De là à penser que les puissants de ce monde ont une libido hors norme, il y a un pas. Que certains ont franchi à l'instar de Henry Kissinger, ancien secrétaire d'Etat de Richard Nixon, pour qui "le pouvoir est l’aphrodisiaque suprême".
Jean-Pierre Winter estime lui aussi que "le pouvoir est euphorisant". "Il a un effet viagra."
Pour M. Friedmann, "pouvoir et sexe dépendent des mêmes hormones". "Des personnes extrêmement puissantes (chefs de grandes entreprises, politiques etc.) accumulent une telle tension que seul l'orgasme les détend", ajoute-il. Les endorphines, dites hormones du bonheur, sont secrétées lors d'activités physiques intenses, de douleur ou d'orgasme.
François Krauss, chargé d'études à l'Ifop, relève pour sa part que les "personnes ayant le plus de partenaires extraconjugaux sont surreprésentées dans les catégories supérieures, ayant un capital économique et une réussite professionnelle".
"Le pouvoir, quel que soit le type de pouvoir, suscite le désir chez les autres. C'est vrai dans une entreprise, c'est vrai dans le spectacle -le metteur en scène attire les actrices-, c'est vrai en politique plus encore", observe M. Winter.
Il explique qu'"une des raisons" de cette attirance "se trouve dans l'imaginaire". "Il y a une fascination pour l'homme de pouvoir, qui a celui de tuer. Cet homme est d'autant plus attirant qu'il n'utilise pas ce pouvoir de tuer." "Le désir est toujours articulé à la mort d'une manière ou d'une autre", dit-il.
Le pouvoir s'accompagne-t-il toujours d'une sexualité "débridée"? Pour M. Winter, il ne faut pas généraliser, car "on parle beaucoup de la sexualité débridée de ceux qui défraient la chronique". Une focale dont il convient de se méfier. Le général de Gaulle, homme de pouvoir s'il en est, n'avait d'yeux que pour son épouse Yvonne.

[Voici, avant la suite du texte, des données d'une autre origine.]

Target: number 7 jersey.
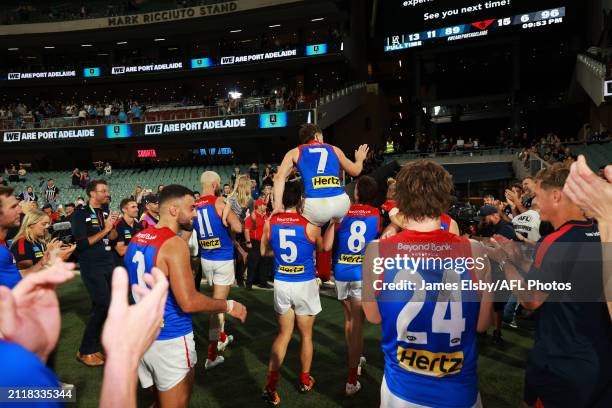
[377,230,480,408]
[124,226,193,340]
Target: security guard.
[71,180,118,367]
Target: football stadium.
[0,0,612,408]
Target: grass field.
[56,276,532,408]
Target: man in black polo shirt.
[109,198,144,266]
[478,204,518,345]
[70,180,118,366]
[489,163,612,408]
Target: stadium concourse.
[0,0,612,408]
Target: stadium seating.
[11,165,256,208]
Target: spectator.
[104,162,113,177]
[221,184,232,198]
[230,166,240,188]
[42,204,59,224]
[251,179,260,200]
[119,108,127,123]
[44,179,60,211]
[79,171,91,189]
[72,168,81,188]
[19,186,38,202]
[249,163,259,188]
[0,261,168,408]
[11,210,76,277]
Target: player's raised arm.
[273,148,298,213]
[334,144,370,177]
[260,220,274,256]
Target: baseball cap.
[142,194,157,205]
[476,204,499,221]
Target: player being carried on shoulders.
[274,123,369,227]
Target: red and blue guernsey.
[440,214,453,231]
[377,229,484,408]
[296,142,344,198]
[193,195,234,261]
[268,212,316,282]
[124,226,193,340]
[334,204,381,282]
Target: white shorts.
[380,376,482,408]
[200,258,235,286]
[336,281,361,300]
[138,332,198,391]
[274,279,321,316]
[302,193,351,227]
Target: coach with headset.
[71,180,118,367]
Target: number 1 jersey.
[124,226,193,340]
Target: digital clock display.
[379,0,566,52]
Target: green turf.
[56,277,532,408]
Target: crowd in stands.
[0,86,312,129]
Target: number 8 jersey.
[377,230,480,408]
[268,213,316,282]
[334,204,380,282]
[124,226,193,340]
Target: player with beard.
[125,185,247,407]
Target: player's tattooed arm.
[157,237,227,313]
[272,148,299,214]
[260,221,274,256]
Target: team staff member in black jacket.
[71,180,118,366]
[109,198,144,266]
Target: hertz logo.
[397,347,463,377]
[278,265,304,275]
[338,254,363,264]
[312,176,340,188]
[200,238,221,249]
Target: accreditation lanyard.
[89,205,104,231]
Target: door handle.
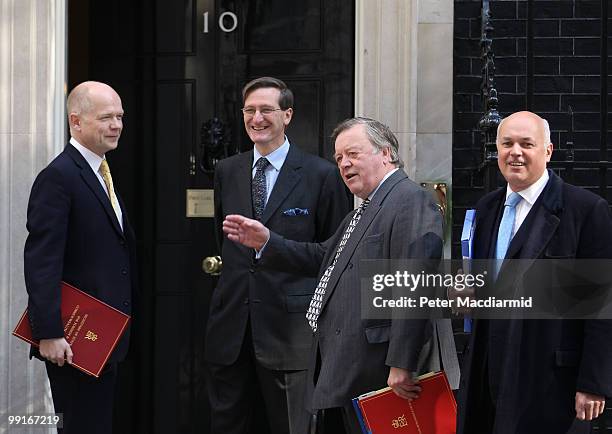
[202,256,223,276]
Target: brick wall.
[453,0,612,257]
[452,0,612,433]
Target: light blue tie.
[495,193,522,262]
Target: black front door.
[69,0,355,433]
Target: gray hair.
[242,77,293,110]
[331,117,404,168]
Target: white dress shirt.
[70,137,123,229]
[251,136,289,208]
[506,169,548,236]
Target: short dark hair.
[331,117,404,167]
[242,77,293,110]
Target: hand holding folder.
[353,371,457,434]
[13,282,130,377]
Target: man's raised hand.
[223,214,270,251]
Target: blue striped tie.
[495,193,522,262]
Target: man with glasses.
[205,77,352,434]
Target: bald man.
[457,112,612,434]
[24,81,137,433]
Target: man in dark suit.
[458,112,612,434]
[24,82,136,433]
[205,77,351,434]
[223,118,442,433]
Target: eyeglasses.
[240,107,283,117]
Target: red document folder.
[13,282,130,377]
[358,372,457,434]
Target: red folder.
[358,372,457,434]
[13,282,130,377]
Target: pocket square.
[283,208,309,216]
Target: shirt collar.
[252,136,289,172]
[506,169,549,206]
[368,167,399,200]
[70,137,104,173]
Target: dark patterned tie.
[251,157,270,220]
[306,199,370,332]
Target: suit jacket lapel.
[261,146,302,225]
[474,189,505,259]
[321,169,407,311]
[506,172,563,259]
[66,144,124,237]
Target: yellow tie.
[100,160,119,214]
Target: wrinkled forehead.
[334,125,373,154]
[497,116,545,144]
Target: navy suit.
[205,145,351,434]
[457,171,612,434]
[24,144,137,432]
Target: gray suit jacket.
[262,170,443,409]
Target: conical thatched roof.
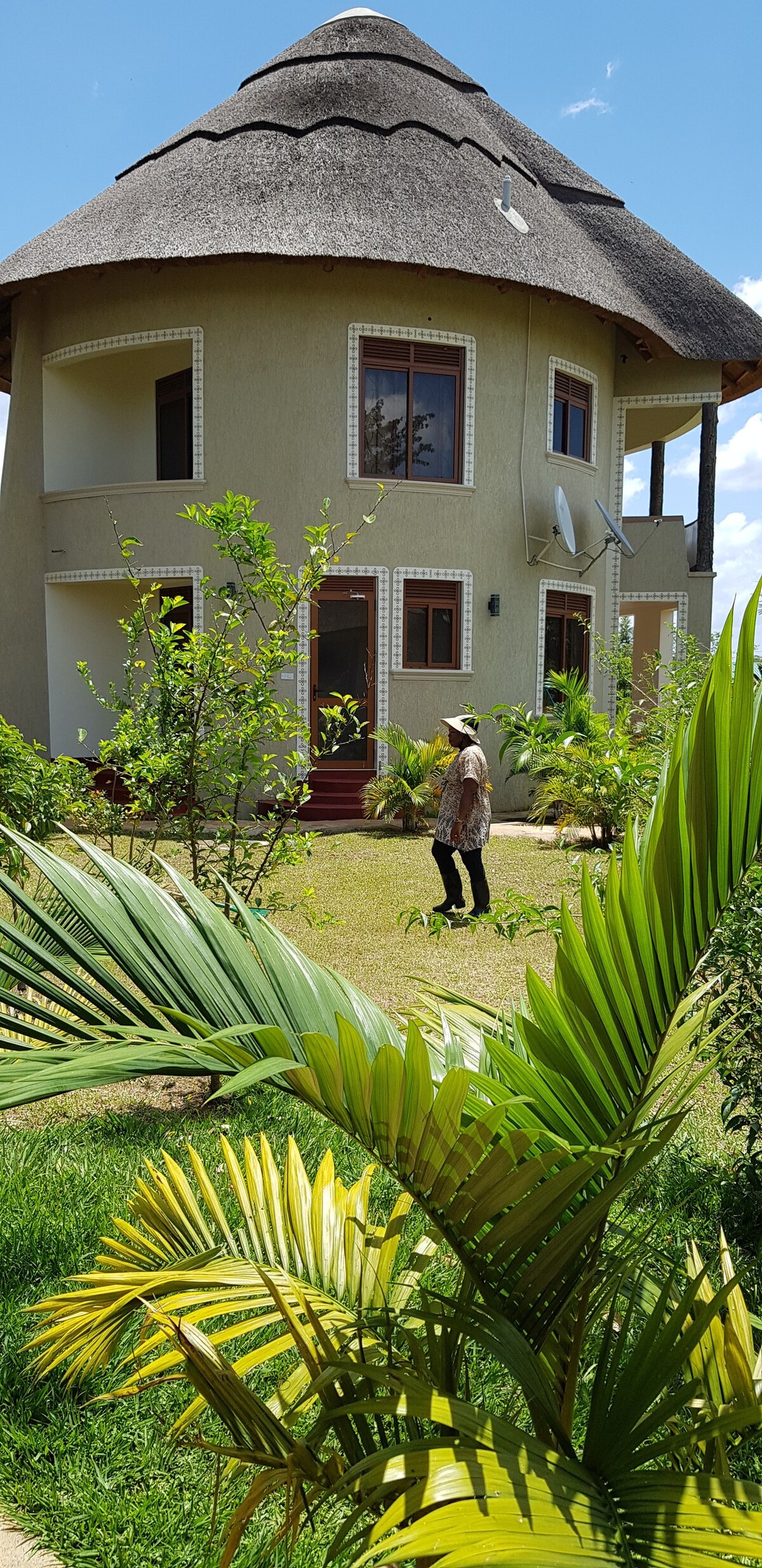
[0,13,762,395]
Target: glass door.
[311,577,377,768]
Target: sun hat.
[439,713,478,740]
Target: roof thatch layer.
[0,14,762,395]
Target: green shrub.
[362,725,455,833]
[0,716,91,876]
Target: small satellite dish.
[596,500,635,555]
[554,485,577,555]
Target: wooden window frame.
[358,337,465,485]
[155,365,194,483]
[542,588,592,712]
[403,577,462,669]
[552,368,592,462]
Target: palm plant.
[0,593,762,1568]
[362,725,455,833]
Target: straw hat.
[439,713,478,740]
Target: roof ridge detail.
[238,48,488,97]
[114,114,511,185]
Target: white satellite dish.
[596,500,635,555]
[554,485,577,555]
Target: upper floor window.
[554,370,592,462]
[157,367,193,480]
[359,337,464,485]
[403,577,461,669]
[542,588,592,707]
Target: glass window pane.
[566,618,588,676]
[569,403,588,458]
[431,605,455,665]
[406,605,428,665]
[544,615,563,706]
[412,370,455,480]
[362,367,408,478]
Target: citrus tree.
[0,598,762,1568]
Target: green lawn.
[0,833,746,1568]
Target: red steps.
[300,768,375,822]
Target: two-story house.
[0,8,762,814]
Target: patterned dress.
[434,745,491,855]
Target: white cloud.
[669,414,762,491]
[712,511,762,635]
[734,278,762,312]
[561,88,612,114]
[622,458,646,505]
[0,392,11,474]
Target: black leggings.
[431,839,486,899]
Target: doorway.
[309,575,377,768]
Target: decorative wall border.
[605,391,723,718]
[46,566,204,632]
[297,565,389,776]
[347,321,477,491]
[43,326,204,480]
[545,354,598,469]
[619,588,688,663]
[392,566,474,678]
[535,577,596,713]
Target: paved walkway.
[0,1517,61,1568]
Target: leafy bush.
[0,598,762,1568]
[80,486,382,913]
[704,861,762,1165]
[0,718,91,875]
[362,725,455,833]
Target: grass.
[0,833,759,1568]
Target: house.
[0,8,762,814]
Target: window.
[554,370,592,462]
[542,589,592,707]
[359,337,464,485]
[403,579,461,669]
[157,368,193,480]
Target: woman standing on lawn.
[431,715,491,916]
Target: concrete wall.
[43,338,191,491]
[46,580,190,758]
[0,264,716,806]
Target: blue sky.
[0,0,762,633]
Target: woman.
[431,715,491,916]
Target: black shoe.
[469,878,489,920]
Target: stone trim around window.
[43,326,204,480]
[46,566,204,632]
[297,565,389,778]
[604,391,723,720]
[347,321,477,491]
[535,577,596,713]
[619,588,688,663]
[392,566,474,679]
[545,354,598,469]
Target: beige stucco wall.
[0,264,721,806]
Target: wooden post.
[693,403,716,572]
[648,441,665,518]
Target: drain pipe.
[519,295,535,566]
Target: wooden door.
[309,577,377,768]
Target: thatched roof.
[0,13,762,397]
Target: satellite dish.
[554,485,577,555]
[596,500,635,555]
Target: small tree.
[78,485,384,913]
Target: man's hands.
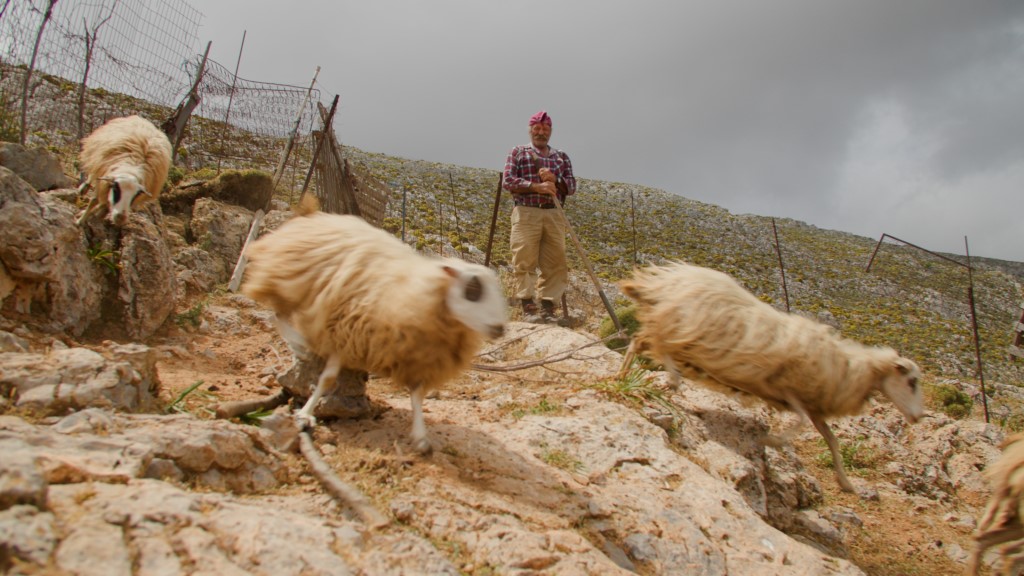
[529,168,558,198]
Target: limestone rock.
[0,344,159,414]
[0,167,102,336]
[190,198,253,282]
[0,142,78,191]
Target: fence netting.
[0,0,386,219]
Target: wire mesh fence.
[0,0,382,212]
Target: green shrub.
[932,384,974,420]
[167,166,185,188]
[597,305,640,352]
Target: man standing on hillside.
[503,111,577,321]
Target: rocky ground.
[0,294,1001,575]
[0,140,1017,575]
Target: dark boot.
[522,298,537,316]
[541,300,555,321]
[541,300,572,327]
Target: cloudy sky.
[195,0,1024,261]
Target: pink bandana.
[529,110,551,126]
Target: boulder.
[0,142,78,191]
[189,198,253,282]
[0,344,160,414]
[0,167,102,336]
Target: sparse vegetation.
[816,437,881,477]
[931,384,974,419]
[86,246,121,274]
[174,300,206,328]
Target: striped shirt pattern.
[503,146,575,206]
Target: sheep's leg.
[412,384,434,456]
[662,356,683,390]
[765,393,811,448]
[273,316,311,359]
[811,416,856,492]
[297,355,341,427]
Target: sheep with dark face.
[242,208,506,453]
[967,434,1024,576]
[621,262,924,492]
[77,116,171,225]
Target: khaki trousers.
[509,206,568,302]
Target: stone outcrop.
[0,163,102,336]
[0,142,78,191]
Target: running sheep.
[967,434,1024,576]
[77,116,171,227]
[620,262,924,492]
[242,206,506,454]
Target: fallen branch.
[299,430,390,530]
[472,332,622,372]
[215,388,292,419]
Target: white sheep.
[242,207,506,454]
[967,434,1024,575]
[620,262,924,492]
[77,116,171,225]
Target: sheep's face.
[880,358,925,423]
[108,174,150,225]
[442,260,507,338]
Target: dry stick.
[483,172,505,266]
[554,197,623,332]
[299,430,390,529]
[215,388,292,419]
[471,334,621,372]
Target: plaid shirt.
[503,145,575,206]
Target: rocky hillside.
[0,114,1024,575]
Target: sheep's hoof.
[295,412,316,431]
[413,438,434,456]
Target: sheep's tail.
[293,194,319,216]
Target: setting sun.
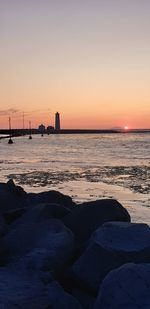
[124,126,129,130]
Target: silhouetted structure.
[8,117,13,144]
[55,112,60,132]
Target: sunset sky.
[0,0,150,129]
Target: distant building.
[38,124,45,132]
[47,126,54,132]
[55,112,60,132]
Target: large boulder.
[93,264,150,309]
[72,222,150,292]
[48,281,83,309]
[0,180,28,213]
[1,219,74,270]
[28,190,75,209]
[63,199,130,242]
[0,267,50,309]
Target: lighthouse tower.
[55,112,60,132]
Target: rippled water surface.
[0,133,150,194]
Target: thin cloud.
[0,108,20,116]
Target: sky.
[0,0,150,129]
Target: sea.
[0,133,150,224]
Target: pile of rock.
[0,181,150,309]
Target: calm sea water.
[0,133,150,212]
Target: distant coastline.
[0,129,150,139]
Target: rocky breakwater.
[0,180,150,309]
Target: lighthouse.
[55,112,60,132]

Quant à savoir s'il y a addiction, il n'y croit guère. Il préfère y voir l'expression d'hommes "esclaves de leurs pulsions". "C'est une véritable névrose, une incapacité à se retenir. Mais la différence avec une addiction, c'est que lorsqu'ils ne sont pas en présence de femmes, ils ne sont pas en manque, comme le sont les dépendants de l'alcool."